Difficile de reprocher à une personne de vouloir s’emparer du bonheur, même au détriment des autres. Cette chasse au bonheur hante les philosophes depuis l’Antiquité grecque. Pour les platoniciens, faire le bien est la voie à suivre; pour les chrétiens, cette félicité se trouve dans l’au-delà; pour les sophistes, l’opportunisme est tissé à même l’être humain.
Selon Thomas Mekhaël, professeur enseignant en éthique à l’ÉTS, la conception du bonheur des sophistes est encore aujourd’hui la vision la plus répandue. « Dans un monde où chacun veut tirer son épingle du jeu, comment apprendre à collaborer? », se questionne-t-il?

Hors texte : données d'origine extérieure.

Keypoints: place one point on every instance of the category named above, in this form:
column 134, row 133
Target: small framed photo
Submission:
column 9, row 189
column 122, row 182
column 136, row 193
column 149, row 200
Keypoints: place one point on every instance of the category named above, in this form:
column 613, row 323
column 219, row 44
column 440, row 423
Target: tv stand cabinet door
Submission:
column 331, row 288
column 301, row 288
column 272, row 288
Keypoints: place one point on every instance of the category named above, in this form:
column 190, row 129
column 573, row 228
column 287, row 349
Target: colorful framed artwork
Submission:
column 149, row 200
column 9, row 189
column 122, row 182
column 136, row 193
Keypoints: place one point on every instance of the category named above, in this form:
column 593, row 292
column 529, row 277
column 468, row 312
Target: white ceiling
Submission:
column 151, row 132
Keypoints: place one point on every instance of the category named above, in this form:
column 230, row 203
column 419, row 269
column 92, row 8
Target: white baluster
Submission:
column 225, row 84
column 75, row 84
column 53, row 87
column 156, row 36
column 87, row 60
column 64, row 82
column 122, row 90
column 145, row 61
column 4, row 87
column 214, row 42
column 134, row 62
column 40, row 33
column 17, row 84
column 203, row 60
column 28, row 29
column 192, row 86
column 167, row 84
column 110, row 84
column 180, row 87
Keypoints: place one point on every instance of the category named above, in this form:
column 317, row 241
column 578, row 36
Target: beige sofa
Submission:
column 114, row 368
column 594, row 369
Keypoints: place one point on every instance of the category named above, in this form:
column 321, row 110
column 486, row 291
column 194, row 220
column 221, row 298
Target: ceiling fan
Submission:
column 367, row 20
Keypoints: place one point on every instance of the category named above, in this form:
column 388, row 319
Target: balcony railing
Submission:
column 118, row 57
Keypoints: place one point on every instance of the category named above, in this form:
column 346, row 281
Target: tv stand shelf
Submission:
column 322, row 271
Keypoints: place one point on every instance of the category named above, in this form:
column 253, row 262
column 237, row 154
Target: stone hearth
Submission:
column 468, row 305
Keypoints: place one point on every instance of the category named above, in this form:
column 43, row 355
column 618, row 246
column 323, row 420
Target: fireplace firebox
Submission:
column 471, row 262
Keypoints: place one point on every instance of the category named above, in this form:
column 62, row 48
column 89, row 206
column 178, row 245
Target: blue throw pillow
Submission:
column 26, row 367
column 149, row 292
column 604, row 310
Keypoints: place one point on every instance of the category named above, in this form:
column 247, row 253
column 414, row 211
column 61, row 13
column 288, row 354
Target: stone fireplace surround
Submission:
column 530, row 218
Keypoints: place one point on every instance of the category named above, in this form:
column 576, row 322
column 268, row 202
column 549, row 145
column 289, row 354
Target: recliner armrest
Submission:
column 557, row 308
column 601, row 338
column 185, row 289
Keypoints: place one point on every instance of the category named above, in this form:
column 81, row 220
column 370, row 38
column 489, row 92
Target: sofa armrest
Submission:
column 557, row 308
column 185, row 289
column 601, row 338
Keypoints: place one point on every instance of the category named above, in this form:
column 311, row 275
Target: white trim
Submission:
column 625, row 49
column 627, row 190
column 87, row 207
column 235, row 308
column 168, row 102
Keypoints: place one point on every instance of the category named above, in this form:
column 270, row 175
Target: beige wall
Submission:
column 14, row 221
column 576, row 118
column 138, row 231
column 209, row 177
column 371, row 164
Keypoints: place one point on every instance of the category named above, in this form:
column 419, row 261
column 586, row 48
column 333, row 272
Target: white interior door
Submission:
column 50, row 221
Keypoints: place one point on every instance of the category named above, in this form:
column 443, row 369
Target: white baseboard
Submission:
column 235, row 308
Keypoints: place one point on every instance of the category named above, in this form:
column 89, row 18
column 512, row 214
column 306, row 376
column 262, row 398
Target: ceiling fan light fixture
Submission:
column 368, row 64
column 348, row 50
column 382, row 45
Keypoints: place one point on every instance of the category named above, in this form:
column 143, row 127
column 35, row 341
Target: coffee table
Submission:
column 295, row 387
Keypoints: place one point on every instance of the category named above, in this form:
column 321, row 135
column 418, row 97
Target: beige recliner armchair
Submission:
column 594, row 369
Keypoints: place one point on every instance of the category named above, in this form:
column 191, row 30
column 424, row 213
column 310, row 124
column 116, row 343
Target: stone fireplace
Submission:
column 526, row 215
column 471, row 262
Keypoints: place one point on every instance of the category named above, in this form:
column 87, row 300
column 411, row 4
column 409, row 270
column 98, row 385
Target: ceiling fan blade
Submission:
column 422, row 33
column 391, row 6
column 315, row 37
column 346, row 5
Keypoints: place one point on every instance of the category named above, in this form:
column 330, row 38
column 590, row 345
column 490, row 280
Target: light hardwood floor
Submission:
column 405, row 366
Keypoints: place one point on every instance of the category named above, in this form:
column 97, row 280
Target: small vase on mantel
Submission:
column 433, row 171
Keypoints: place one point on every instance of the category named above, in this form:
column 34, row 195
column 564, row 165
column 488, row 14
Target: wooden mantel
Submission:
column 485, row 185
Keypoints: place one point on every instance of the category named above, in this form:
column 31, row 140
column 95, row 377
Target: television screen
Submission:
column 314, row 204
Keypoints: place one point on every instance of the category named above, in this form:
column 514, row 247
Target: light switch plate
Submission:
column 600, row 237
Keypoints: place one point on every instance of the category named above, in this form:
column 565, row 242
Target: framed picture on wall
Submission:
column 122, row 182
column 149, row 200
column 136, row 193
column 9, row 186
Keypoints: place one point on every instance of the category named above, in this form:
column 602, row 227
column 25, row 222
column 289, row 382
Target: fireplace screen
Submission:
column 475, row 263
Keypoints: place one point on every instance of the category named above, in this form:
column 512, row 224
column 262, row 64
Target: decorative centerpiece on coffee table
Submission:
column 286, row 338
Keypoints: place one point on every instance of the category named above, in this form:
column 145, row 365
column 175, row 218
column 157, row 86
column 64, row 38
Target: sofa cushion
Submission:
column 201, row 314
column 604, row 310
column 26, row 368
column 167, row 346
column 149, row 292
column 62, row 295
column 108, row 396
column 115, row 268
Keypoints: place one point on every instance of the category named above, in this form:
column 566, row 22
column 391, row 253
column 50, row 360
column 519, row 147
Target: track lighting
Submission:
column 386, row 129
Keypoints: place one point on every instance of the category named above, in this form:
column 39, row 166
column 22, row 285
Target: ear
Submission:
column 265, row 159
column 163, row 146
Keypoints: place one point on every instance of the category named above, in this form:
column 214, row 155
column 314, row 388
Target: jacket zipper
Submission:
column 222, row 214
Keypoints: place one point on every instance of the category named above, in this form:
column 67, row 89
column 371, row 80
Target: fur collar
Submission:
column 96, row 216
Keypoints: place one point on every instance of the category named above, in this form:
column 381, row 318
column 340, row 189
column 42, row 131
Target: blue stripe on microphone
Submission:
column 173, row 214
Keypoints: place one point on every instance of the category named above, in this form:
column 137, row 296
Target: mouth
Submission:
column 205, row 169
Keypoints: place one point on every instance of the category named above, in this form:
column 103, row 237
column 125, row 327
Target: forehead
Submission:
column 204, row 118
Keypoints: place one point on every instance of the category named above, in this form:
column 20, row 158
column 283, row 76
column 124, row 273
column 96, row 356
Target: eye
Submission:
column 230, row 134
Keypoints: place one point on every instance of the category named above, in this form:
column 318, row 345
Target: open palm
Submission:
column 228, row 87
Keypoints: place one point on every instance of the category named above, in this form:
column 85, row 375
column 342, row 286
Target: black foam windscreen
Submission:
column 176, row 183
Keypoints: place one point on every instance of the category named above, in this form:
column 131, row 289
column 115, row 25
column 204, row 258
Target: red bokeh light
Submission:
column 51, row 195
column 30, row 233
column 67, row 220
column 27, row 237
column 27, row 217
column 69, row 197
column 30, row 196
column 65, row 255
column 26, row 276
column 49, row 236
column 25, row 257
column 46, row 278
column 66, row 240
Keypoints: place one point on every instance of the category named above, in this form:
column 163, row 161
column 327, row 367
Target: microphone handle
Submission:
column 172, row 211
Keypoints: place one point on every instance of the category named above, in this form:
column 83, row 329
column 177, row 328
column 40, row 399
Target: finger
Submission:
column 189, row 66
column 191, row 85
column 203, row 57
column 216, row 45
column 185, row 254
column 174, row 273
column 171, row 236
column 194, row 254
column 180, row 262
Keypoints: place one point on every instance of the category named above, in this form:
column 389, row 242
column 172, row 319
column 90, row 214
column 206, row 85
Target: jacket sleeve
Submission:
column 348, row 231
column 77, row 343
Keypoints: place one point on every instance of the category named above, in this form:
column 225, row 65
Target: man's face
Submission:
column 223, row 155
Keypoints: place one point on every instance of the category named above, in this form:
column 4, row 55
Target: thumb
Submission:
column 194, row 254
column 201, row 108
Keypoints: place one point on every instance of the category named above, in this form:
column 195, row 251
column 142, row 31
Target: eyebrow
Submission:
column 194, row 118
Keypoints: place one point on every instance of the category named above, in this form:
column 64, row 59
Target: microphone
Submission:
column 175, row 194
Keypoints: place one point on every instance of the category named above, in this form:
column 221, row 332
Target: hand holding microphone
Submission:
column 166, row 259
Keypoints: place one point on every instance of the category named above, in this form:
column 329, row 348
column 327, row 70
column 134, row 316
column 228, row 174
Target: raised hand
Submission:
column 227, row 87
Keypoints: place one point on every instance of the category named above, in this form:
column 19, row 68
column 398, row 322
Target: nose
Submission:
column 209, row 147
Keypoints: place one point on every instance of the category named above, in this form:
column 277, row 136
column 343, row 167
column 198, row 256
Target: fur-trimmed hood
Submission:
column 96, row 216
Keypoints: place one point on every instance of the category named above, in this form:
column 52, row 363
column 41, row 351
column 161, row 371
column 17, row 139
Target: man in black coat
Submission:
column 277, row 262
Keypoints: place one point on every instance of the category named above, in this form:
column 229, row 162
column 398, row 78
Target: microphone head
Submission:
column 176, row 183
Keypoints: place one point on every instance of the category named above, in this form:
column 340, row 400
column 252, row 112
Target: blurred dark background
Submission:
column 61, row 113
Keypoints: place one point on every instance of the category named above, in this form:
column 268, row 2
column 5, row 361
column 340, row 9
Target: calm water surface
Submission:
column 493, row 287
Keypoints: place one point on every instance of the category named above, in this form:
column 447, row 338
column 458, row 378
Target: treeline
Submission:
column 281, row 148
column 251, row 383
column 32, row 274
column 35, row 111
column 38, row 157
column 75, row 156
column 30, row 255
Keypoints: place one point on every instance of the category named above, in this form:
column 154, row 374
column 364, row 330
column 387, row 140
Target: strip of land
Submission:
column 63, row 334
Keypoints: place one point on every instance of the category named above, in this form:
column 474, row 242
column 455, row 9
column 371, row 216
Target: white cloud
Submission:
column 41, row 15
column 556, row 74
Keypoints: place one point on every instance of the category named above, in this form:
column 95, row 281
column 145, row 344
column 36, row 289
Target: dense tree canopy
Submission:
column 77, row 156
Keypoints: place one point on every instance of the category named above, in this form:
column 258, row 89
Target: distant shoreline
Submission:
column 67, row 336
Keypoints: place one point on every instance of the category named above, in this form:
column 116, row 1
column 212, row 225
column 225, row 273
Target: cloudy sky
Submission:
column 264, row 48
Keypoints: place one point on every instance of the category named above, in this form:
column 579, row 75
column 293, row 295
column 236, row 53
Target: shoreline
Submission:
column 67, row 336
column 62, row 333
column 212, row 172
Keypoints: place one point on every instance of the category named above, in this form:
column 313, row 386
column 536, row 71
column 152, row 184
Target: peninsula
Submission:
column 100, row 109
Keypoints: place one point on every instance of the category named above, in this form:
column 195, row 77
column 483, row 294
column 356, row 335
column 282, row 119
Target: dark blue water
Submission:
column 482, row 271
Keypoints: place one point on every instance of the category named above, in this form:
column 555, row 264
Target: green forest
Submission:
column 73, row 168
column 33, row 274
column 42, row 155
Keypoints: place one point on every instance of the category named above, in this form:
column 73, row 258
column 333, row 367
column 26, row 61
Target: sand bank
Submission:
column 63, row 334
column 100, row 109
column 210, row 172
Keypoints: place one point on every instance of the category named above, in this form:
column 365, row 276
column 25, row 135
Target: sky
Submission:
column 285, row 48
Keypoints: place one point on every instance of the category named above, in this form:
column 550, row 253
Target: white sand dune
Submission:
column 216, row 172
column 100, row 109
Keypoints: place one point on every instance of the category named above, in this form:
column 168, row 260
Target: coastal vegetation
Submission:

Fasciné dès son jeune âge par la quête de l’équilibre entre la justice et la poursuite du bonheur, Thomas entreprend des études universitaires en philosophie. Influencé par la pensée helléniste, Thomas rédige son mémoire sur Thrasymaque de Chalcédoine. Aux yeux de ce sophiste, « celui qui commet l’injustice est plus heureux que celui qui agit en fonction de la justice ». Seules les lois peuvent entraver cet égocentrisme. Thomas Mekhaël obtient sa maîtrise en 2015 de l’Université de Montréal avec la mention d’excellence.
Son champ d’expertise : l’éthique appliquée
Peu d’emplois sont disponibles à sa sortie d’université. Qu’à cela ne tienne, Thomas agrandit son champ d’expertise et opte pour un certificat en éthique et droit. La Commission Charbonneau a participé à l’éveil collectif. Une constatation s’impose : la corruption de quelques-uns nuit à l’ensemble de la société, y compris aux personnes corrompues, puisque le marché se trouve en partie paralysé par l’explosion des coûts. L’éthique professionnelle devient à l’ordre du jour au sein des organisations.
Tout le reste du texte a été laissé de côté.